The study found a strong association between perceived closeness with parents and positive impacts on psychological distress. This, say the authors, is different from proximity with parents, and instead is about emotional connection. For example, parents may have been working away from the home during lockdown but what mattered was the closeness of their connection with children when they returned. Unsurprising and consistent with previous findings, young people who were lonelier also had greater mental health difficulties at the outset of lockdown.

With their results, in the context of a further disrupted year and with the prospect of summer holiday catch-ups, the researchers suggest that schools and other community support organizations need to address the differential experiences of young people to ensure those who have struggled get appropriate support. This can help avoid some of the potential long-term and negative impacts of loneliness in childhood, they say.

They argue that summer holiday programs must prioritize wellbeing support, including social interaction either in-person or digitally. This means making time for socializing is crucial. In addition, policymakers need to acknowledge the growing demand for mental health services that will be required and urgently increase funding in child and adolescent mental health services.

First author, Dr. Kate Cooper from the Department of Psychology at the University of Bath, explained that “we need to fundamentally increase mental health service provision for young people who are struggling following this exceptionally challenging period.
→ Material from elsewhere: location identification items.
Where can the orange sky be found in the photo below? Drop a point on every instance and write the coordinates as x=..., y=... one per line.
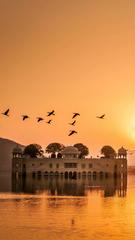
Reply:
x=74, y=55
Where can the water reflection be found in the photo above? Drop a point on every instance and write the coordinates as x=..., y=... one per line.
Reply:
x=54, y=186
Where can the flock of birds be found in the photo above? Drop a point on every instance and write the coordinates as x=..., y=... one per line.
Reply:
x=52, y=113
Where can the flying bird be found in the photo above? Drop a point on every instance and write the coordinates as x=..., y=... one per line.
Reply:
x=25, y=117
x=75, y=115
x=51, y=113
x=6, y=112
x=49, y=122
x=72, y=132
x=101, y=117
x=73, y=123
x=39, y=119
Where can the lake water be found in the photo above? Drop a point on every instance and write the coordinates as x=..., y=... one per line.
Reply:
x=37, y=209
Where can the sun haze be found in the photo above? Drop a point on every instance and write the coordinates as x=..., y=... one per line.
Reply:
x=70, y=56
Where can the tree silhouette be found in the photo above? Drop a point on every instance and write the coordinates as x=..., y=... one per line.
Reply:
x=54, y=148
x=84, y=151
x=108, y=151
x=33, y=150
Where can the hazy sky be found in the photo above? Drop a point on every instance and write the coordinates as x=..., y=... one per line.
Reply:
x=68, y=55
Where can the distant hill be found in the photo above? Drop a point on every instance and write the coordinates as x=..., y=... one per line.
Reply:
x=6, y=148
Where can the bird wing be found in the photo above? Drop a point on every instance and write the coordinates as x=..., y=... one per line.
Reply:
x=6, y=112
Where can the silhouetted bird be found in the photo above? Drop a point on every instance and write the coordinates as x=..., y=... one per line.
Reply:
x=73, y=123
x=101, y=117
x=72, y=132
x=39, y=119
x=6, y=113
x=75, y=115
x=25, y=117
x=51, y=113
x=49, y=122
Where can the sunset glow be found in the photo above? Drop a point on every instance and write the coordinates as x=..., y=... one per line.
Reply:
x=71, y=56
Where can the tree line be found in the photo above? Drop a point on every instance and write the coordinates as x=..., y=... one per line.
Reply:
x=36, y=151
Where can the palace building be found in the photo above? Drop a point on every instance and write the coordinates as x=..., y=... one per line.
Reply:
x=69, y=165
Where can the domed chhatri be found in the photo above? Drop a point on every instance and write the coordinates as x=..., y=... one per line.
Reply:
x=17, y=151
x=70, y=152
x=122, y=152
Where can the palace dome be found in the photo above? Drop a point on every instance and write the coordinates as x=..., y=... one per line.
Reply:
x=122, y=151
x=70, y=150
x=17, y=149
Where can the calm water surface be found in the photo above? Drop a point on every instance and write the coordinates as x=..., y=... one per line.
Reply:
x=67, y=209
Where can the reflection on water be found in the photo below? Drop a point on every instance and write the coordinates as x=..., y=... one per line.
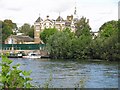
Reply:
x=71, y=74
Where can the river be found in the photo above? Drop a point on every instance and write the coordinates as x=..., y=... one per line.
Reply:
x=71, y=74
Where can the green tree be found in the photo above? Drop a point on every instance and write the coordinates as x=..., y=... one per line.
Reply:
x=106, y=45
x=31, y=32
x=25, y=28
x=7, y=28
x=12, y=77
x=108, y=28
x=83, y=27
x=59, y=44
x=47, y=33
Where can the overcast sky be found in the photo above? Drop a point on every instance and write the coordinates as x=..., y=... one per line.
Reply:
x=27, y=11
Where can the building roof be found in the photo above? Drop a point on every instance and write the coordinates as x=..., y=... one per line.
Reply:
x=59, y=19
x=39, y=19
x=22, y=38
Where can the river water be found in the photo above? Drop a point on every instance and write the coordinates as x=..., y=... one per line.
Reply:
x=71, y=74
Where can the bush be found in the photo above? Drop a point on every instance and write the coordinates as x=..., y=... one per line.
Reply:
x=12, y=77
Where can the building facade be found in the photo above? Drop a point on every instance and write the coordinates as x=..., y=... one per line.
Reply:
x=59, y=24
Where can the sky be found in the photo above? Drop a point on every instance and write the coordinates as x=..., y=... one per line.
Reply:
x=27, y=11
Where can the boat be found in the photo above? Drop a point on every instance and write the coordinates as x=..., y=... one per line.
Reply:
x=32, y=55
x=15, y=55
Our research found that young people who were closer to their parents, and who had more contact with their friends and family by voice and video calls had better mental health after a month in lockdown—but of course not all young people had this support.”
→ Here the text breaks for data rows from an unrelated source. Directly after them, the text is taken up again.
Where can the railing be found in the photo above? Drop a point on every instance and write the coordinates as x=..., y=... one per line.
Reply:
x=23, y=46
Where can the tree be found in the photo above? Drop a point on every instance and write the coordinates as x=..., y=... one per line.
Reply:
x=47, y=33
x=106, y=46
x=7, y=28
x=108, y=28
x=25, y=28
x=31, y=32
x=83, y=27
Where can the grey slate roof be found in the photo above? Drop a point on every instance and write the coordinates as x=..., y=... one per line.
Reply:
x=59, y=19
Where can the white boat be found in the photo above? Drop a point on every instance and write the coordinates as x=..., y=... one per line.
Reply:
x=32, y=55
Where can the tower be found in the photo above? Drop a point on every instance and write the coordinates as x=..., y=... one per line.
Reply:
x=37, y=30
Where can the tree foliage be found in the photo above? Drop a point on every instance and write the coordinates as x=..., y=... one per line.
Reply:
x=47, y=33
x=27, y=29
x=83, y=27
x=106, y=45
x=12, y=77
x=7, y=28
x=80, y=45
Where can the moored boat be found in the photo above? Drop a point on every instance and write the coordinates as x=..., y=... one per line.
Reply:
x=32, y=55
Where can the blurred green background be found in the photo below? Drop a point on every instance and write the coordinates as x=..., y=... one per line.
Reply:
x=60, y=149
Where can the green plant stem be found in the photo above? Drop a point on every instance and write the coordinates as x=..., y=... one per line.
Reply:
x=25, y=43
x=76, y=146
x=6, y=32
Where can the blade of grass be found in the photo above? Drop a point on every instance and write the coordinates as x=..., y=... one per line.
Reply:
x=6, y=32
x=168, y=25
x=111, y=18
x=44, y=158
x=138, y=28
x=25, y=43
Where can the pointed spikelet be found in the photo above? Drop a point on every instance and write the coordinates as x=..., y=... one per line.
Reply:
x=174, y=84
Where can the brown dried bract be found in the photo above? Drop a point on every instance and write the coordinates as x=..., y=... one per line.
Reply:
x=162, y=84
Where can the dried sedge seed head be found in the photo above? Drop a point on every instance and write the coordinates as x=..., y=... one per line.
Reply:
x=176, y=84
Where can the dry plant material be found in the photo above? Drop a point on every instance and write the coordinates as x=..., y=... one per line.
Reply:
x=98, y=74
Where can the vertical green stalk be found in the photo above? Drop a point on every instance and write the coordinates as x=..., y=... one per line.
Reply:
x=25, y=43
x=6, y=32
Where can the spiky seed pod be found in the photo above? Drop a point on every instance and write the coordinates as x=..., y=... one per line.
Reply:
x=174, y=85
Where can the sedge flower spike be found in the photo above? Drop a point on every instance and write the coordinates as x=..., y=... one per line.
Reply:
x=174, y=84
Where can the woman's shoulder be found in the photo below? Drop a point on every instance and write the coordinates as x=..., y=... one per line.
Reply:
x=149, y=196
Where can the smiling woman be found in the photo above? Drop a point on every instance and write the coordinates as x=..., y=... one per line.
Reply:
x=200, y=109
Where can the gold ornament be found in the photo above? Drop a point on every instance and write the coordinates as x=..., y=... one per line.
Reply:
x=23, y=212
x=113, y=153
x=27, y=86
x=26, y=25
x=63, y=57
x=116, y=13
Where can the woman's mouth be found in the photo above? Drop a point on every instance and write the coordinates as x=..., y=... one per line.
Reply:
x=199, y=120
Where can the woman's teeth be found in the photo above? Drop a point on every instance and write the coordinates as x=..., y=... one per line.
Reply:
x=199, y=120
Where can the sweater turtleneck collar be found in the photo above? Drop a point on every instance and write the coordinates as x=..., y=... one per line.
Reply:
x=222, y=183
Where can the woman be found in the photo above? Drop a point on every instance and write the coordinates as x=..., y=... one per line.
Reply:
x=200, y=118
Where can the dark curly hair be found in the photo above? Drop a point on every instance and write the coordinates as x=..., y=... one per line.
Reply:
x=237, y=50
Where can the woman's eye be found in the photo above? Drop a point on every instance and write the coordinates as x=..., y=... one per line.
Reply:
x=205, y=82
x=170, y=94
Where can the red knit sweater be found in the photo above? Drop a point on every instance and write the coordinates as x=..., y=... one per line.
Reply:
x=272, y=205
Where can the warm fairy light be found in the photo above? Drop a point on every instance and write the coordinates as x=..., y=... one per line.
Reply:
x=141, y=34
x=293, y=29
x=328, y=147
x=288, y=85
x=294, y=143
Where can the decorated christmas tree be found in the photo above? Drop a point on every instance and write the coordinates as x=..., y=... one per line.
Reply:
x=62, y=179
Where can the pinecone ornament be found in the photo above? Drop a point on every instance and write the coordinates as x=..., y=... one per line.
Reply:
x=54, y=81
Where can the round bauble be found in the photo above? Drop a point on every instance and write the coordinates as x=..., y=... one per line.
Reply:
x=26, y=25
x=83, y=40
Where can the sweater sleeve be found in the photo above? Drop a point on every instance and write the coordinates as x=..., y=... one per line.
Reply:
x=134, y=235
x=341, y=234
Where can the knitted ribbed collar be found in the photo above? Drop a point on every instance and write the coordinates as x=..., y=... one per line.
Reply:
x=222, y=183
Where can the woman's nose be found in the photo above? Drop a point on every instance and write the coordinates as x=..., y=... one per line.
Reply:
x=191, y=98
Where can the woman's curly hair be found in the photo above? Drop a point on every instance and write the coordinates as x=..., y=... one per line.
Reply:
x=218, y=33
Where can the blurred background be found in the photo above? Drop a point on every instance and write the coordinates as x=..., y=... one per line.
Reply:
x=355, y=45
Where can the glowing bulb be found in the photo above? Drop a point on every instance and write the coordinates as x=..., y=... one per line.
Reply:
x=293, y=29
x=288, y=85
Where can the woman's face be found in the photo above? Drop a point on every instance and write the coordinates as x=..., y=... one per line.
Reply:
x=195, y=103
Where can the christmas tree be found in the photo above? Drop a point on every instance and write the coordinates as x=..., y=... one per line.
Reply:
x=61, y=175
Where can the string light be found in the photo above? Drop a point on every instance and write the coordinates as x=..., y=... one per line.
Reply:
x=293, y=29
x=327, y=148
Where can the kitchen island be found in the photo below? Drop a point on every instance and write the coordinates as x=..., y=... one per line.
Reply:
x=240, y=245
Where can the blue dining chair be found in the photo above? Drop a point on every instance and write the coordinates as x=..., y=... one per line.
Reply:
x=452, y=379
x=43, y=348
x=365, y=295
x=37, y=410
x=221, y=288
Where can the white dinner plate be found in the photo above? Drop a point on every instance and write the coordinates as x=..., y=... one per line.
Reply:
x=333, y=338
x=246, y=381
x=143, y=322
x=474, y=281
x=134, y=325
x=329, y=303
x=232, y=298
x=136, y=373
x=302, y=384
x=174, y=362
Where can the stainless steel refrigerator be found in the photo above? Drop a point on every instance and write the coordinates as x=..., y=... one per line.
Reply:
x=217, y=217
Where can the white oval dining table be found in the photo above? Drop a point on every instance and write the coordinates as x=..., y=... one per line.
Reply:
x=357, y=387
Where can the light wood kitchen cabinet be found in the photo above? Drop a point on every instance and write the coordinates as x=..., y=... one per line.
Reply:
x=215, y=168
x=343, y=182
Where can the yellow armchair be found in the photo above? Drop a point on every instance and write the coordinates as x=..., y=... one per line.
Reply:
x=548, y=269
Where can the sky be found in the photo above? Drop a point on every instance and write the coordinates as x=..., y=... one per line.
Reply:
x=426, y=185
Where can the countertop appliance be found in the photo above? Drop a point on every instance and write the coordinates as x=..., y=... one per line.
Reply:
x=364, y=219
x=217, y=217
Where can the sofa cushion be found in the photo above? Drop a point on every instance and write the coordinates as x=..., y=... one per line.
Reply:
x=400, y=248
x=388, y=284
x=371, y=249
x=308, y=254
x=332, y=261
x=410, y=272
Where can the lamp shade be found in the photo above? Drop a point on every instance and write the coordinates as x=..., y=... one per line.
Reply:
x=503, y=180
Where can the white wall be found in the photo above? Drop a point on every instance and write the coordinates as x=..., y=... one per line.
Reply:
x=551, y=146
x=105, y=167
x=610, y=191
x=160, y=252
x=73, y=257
“Schools have been working incredibly hard to meet student needs throughout the pandemic, but it’s important that when we think about catch-up programs this summer these are not just orientated towards academic support. That is of course important, but it’s children’s wellbeing and mental health that provide the foundation for learning, and so it would be counterproductive to provide catch-up programs which do not prioritize mental health and social connections.”

Dr. Maria Loades, clinical psychologist also from Bath’s Department of Psychology, added that “we need to do all we can to support young people’s wellbeing, and to ensure that they are encouraged to seek support if they are struggling with their mental health, as early as possible. The pandemic has been tough for young people and parents, and the full legacy of this on mental health and social connection is yet to be fully understood.”